On 17/08/15 00:34, J. Landman Gay wrote:
You're right. It was also it increase the user base, which it did
considerably, so that LC would become better known and accepted
generally. As you say, the move to open source was also meant to allow
others to contribute to the engine so that fixes and new features
would be incorporated more quickly. Unfortunately that hasn't been the
case; except for a few skilled people (actually I can only think of
two offhand) the community has not done much there.
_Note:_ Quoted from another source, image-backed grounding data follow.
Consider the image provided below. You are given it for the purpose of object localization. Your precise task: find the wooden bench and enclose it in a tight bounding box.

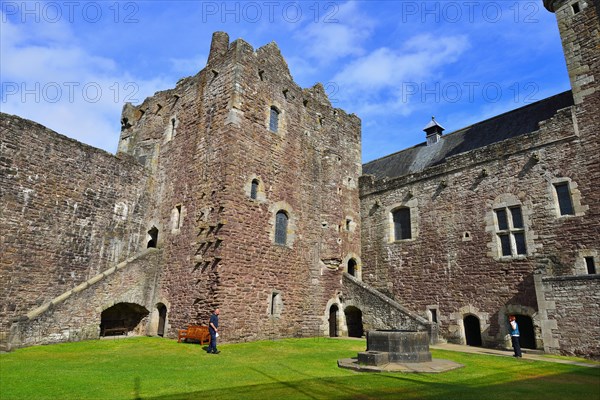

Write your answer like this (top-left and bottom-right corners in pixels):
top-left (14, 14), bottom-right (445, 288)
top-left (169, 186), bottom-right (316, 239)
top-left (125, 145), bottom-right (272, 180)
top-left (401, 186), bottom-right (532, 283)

top-left (178, 325), bottom-right (211, 345)
top-left (101, 320), bottom-right (128, 337)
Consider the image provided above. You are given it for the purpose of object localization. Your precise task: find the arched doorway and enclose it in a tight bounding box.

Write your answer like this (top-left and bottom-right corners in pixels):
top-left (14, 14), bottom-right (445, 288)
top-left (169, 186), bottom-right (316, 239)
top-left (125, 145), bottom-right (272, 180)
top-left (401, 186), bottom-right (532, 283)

top-left (157, 303), bottom-right (167, 337)
top-left (100, 303), bottom-right (149, 337)
top-left (345, 306), bottom-right (364, 338)
top-left (463, 315), bottom-right (482, 346)
top-left (347, 259), bottom-right (357, 277)
top-left (515, 315), bottom-right (536, 349)
top-left (329, 305), bottom-right (338, 337)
Contributing to the engine requires that LiveCode users have what is
called 'meta-knowledge', i.e. they understand other programming
languages (specifically C++ as I understand).
NOW, a long time ago, I contributed by making a different toolBar stack
(which was used by other people), and more recently I made a stack to
muck around with both the menuBar and the toolBar stacks: while these
are mainly cosmetic they can help people's work-flow.
The first toolBar stack went the way of all flesh at about version 2.1
because of a general interface change.
I would love to contribute a lot of stuff that I have stored on a
variety of hard drivers that I have accumulated over the last 14 years
or so: of varying utility - if I could find somewhere to store this
online (at no cost to myself as I have NO money), and where people could
get at it
because it was properly publicised (perhaps via the LiveCode webpage) I
would upload all of it is a shot.
OH! Where is the unified IDE that was waved around during the
Kickstarter thing, and doesn't seem to have come up on the 'Report Card'?
Now, if, coupled with the Open Source release there had been some sort
of details about how non-specialists could contribute that would
have been a great help.
Also, with the 'NON' nature of revOnline recently, and so on, a library
of reusable stacks/code snippets that is freely and universally available
has been a bit difficult . . .
Also: the Profit Motive is very strong . . . let's see some incentives,
however small, and that may drive user contributions up.
After all, at Primary schools kids collect stars . . .
I've contributed a tiny little bit to fix an IDE bug but that's about
as far as my own skills go.
I wonder what made the folks at LiveCode think that there were lots of
'experts' lurking out "there", when most people either
use LiveCode or use another language (such as C++) elsewhere?
Richmond.
On 8/16/2015 3:07 PM, Roger Eller wrote:
In my opinion, it was to give it a chance to grow, by incorporating
other
open tech, and also to just KEEP UP with the ever changing tech world
without consuming the inadequate resources of the mother ship.
On Aug 16, 2015 2:46 AM, "Terence Heaford" <t.heaf...@icloud.com> wrote:
On 16 Aug 2015, at 07:42, Kay C Lan <lan.kc.macm...@gmail.com> wrote:
I thought THE objective of the KickStarter Campaign was to make LC
Open
Source and Free to the Community. Wasn't that achieved? Everything
else
was
just secondary but in support of that goal.
Can you give us your opinion as to why LC was made Open Source?